Thursday, July 12, 2007

Valuing Trees, In Dollars and Sense

Appreciating the value of trees is not something I’m generally moved to assign a dollar value to.
This being mid-summer in New York’s verdant mid-Hudson valley, it’s usually because I’m looking for some shade, or just enjoying the wonderful effect on the human nervous system of the subtle sights and sounds when they interact with the wind.

So it was a pleasant surprise to see this post in the Boston Globe’s Business Filter, where that blog’s evergreen Maura Welch pointed to an Economist story, "Green Gold," on this particular branch of cost/benefit analysis.
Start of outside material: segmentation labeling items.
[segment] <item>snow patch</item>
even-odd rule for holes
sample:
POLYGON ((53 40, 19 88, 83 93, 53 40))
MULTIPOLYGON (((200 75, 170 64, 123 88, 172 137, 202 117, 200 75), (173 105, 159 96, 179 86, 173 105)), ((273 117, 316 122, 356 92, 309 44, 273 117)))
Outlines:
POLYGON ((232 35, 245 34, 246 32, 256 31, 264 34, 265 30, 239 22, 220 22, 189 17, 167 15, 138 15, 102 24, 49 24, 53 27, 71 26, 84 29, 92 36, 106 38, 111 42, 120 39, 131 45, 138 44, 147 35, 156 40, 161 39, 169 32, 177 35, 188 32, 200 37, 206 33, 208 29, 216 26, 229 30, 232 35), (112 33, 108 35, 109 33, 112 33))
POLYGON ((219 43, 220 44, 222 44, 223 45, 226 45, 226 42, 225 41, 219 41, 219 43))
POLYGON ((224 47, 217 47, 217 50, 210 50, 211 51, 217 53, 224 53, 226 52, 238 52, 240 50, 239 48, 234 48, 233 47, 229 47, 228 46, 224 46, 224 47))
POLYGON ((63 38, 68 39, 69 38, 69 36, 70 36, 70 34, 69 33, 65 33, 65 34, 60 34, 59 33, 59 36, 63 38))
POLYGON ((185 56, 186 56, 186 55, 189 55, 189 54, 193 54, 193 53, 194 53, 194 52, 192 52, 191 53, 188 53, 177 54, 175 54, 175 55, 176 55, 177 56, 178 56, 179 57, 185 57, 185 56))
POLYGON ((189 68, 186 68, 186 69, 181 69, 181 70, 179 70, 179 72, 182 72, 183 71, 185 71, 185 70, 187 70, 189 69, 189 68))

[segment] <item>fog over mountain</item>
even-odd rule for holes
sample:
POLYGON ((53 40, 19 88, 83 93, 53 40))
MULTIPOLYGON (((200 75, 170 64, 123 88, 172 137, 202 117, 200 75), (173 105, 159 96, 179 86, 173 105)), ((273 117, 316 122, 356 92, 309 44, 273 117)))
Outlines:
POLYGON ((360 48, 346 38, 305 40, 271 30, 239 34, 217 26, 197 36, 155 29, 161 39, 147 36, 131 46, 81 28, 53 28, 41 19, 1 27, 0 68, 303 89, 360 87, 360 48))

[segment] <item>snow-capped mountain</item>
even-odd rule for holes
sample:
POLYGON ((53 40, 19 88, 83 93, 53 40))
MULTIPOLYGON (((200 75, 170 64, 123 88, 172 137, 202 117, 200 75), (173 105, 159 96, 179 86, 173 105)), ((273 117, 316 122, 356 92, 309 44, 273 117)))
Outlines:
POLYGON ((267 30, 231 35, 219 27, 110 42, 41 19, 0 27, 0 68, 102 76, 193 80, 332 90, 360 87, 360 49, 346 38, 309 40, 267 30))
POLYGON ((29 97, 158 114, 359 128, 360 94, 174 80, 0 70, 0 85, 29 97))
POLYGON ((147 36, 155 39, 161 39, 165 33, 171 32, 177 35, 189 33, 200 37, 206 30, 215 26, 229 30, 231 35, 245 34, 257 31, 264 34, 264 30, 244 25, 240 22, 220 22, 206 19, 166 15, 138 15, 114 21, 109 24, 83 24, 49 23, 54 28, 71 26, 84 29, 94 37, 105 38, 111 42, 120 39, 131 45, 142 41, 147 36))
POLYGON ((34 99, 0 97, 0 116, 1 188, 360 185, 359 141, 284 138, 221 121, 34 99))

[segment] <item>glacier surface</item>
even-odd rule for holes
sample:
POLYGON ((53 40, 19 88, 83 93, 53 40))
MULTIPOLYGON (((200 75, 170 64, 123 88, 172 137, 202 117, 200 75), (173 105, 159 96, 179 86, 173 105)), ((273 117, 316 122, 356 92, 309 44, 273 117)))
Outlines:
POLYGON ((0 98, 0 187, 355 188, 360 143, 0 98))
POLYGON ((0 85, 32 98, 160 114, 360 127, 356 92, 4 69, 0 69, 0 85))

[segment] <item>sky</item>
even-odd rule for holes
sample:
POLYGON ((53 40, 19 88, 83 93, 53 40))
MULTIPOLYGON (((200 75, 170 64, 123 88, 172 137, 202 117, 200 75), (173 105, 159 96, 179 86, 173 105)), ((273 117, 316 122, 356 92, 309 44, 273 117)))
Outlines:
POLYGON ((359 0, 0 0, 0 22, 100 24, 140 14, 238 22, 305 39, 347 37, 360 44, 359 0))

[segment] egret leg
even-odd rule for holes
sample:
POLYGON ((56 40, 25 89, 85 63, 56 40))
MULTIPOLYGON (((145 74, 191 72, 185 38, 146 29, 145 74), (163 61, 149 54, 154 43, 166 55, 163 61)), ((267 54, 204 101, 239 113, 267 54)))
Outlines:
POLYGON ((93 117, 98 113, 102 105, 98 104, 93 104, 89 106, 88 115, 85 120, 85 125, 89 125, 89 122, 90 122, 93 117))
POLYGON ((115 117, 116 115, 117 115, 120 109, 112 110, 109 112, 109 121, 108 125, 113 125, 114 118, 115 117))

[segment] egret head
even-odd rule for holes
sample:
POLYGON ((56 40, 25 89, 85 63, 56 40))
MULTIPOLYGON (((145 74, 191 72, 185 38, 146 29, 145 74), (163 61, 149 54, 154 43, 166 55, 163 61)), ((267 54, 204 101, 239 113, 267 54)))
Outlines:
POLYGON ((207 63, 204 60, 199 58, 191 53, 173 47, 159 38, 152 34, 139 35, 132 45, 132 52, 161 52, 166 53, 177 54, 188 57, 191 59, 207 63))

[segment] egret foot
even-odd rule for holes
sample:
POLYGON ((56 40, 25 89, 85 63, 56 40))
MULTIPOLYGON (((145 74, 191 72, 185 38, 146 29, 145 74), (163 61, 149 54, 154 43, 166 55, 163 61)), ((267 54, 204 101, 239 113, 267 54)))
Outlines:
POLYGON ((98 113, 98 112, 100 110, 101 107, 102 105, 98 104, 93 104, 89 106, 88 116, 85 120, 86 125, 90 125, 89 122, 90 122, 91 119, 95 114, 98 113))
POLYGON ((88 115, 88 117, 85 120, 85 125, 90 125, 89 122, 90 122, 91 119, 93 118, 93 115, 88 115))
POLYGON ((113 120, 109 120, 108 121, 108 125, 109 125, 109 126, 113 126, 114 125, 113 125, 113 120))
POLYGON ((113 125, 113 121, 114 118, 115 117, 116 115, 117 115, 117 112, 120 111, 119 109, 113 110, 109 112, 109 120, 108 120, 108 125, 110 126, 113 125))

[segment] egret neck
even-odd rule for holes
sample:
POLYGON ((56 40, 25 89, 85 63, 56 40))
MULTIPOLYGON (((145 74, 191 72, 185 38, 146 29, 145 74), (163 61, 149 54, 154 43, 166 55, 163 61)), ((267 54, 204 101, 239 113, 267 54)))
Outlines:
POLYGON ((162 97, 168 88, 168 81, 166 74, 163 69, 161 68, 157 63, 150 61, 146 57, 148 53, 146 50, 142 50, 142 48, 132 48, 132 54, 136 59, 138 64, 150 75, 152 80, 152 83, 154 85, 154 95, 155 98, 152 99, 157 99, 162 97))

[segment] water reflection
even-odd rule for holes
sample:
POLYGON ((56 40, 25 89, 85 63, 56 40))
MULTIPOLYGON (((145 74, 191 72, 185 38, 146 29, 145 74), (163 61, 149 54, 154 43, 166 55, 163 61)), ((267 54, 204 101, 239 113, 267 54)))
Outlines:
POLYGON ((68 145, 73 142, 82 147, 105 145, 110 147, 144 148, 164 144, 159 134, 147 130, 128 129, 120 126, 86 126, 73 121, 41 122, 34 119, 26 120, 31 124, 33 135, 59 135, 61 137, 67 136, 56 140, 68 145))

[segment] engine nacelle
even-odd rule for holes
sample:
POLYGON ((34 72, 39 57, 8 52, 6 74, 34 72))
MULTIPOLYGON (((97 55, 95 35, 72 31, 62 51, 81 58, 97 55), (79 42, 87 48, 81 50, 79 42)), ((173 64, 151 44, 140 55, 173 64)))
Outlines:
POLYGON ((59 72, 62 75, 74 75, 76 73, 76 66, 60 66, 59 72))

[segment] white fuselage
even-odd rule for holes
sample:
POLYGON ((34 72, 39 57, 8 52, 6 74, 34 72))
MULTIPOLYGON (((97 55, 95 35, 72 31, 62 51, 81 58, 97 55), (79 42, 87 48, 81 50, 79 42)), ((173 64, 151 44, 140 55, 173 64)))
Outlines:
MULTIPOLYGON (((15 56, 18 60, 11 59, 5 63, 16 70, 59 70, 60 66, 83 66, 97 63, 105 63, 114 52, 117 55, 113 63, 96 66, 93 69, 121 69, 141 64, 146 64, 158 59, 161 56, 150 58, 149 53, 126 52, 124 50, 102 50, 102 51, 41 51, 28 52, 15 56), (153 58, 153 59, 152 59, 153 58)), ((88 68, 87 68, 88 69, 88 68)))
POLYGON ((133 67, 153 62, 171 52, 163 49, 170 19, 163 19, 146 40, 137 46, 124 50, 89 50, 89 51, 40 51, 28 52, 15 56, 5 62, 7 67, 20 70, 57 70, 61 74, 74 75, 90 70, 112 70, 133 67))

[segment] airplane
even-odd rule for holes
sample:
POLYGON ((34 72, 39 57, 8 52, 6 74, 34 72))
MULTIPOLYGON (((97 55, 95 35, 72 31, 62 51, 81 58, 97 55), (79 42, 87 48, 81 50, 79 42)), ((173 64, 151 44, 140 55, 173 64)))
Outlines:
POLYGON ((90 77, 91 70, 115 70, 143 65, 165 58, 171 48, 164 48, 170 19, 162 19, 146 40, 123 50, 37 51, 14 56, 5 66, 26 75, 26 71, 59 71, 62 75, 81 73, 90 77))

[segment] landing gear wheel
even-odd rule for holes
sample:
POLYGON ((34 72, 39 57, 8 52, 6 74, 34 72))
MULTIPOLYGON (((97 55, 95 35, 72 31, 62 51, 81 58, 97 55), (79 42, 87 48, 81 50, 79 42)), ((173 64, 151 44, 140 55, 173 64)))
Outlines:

“Following the trend of putting the 'eco' into economics,” she writes, “New York mayor Michael Bloomberg recently did a tree census. The value of the city's nearly 600,000 trees? $122 million.”
Hizzoner the Mayor arrived at that number by adding up estimates for filtering pollution, saving on air conditioning, stemming storm-water run-off, and even for “aesthetic benefits” (which I think would be expressed more convincingly by my proposed "nervous system relief quotient," above. In order to get that one to fly, though, I should really acronymize it, i.e., as "the NSRQ"… but I won’t).

More “shady” numbers are offered in The Economist’s story: a sign spotted at a University of Texas construction site announces,
“The replacement value of this oak tree is $90,000.” The Economist writes, “The trees in American backyards may be worth far more than the cars in the front drive,” and that, “the Forest Service values the urban canopy in all of America at $14.3 billion.”
They summarize the value of these price-per-leaf exercises with, “By claiming that every $1 put into New York's trees returns $5.60 in benefits, (Bloomberg) may find it easier to galvanise New Yorkers to plant more and chop down fewer.”

You know, if that’s what it takes to get people to understand the truly incalculable worth of trees, then by all means, fire up that spreadsheet!

Ironically, I saw this Associated Press story on the same day, in the same "paper" (since this was online Globe) --
Man disguised as tree robs bank

MANCHESTER, N.H. (AP), 7/8/07 --A weekend bank robbery involved multiple branches -- of the leafy variety.

According to police, a man with tree branches duct-taped to his head and torso walked into a Citizens Bank just as it opened Saturday morning and demanded cash from a teller. Police said the disguise was the most bizarre they'd ever seen.

"He really went out on a limb," Sgt. Ernie Goodno said Sunday.